OFFICE SPACE means economic growth, because space attracts workers, who attract stores, restaurants and other enterprises. Three years ago, the vacancy rate for office space in the District hovered between 1 percent and one-tenth of 1 percent, the second or third tightest market in the country. Rents were soaring. Private developers responded by mounting a tremendous building boom. In 1982-84 they will create almost 12 million square feet of new office space, or five times the usual rate, according to realtors. The natural result is a glut. Vacancy rates are now about 10 percent, and new buildings are having trouble finding tenants.

Was there reckless speculation, attracted by an astoundingly low vacancy rate and made all the more irresistible by the 1981 tax changes affecting depreciation and operating losses? Not really. Certainly there was more than a little eagerness on the part of developers and investors, whose decisions are less than scientific, impossible to coordinate and tend to come in binges. The short-run glut is more attributable to other factors, however, like the sluggish recovery and high real interest rates.

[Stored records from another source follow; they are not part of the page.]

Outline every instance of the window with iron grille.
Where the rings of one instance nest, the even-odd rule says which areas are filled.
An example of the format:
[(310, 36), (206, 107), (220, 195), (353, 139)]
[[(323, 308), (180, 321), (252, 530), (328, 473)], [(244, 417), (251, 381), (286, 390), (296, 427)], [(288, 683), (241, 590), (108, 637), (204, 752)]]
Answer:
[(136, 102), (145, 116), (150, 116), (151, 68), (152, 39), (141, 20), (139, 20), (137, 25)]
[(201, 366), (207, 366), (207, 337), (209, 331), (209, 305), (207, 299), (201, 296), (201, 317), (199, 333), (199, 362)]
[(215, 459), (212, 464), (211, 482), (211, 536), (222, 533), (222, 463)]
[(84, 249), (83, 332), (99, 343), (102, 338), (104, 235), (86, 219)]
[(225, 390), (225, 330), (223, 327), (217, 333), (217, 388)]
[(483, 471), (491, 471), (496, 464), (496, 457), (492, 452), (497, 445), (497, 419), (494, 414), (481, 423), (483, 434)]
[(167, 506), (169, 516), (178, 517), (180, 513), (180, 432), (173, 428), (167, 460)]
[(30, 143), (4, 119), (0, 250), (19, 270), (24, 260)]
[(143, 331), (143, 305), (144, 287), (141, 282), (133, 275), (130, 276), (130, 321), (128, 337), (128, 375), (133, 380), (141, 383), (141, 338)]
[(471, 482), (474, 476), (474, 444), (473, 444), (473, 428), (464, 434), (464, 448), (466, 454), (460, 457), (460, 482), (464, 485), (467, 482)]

Many other cities are in even worse shape, according to a Coldwell Banker report. San Diego's vacancy rate is over 23 percent, Atlanta's almost 20, and the national average for major cities is almost 11 percent.

Even if not financially shrewd--and it's too soon to tell--much of the new development is exactly where the mayor's planners would like it to occur: east of 15th Street, between M Street and Pennsylvania Avenue. Perhaps they jumped the gun, but the developers have given the District an earlier- than-expected foundation for important economic growth. Now that the pioneering efforts are proving unexpectedly painful, is there cause for public concern or government action?

John H. McKoy, director of the city's planning office, points to many ways in which the city has already reduced the cost of particular developments, from air rights to zoning variances. On a case-by- case basis, the city is willing to consider doing more. But, Mr. McKoy observes, the public has already made massive investments to spur private activity downtown. They're called Metro and Convention Center. In the face of a recession, the plateau in federal activity and the fairly immutable laws of supply and demand, there's probably little more that the city can do to help fill those buildings. One exception may be the "adult" entertainment blight, which could be a serious concern of prospective tenants. Is there a way to expedite its departure from areas slated for revitalization?

If the investors were expecting quick leases and heavy cash flows, they will be disappointed. But most will survive because their pockets are deep enough to hold largely vacant buildings for a while. More important, they will ultimately prosper because they've bought stock in what we believe is a blue-chip enterprise: downtown D.C.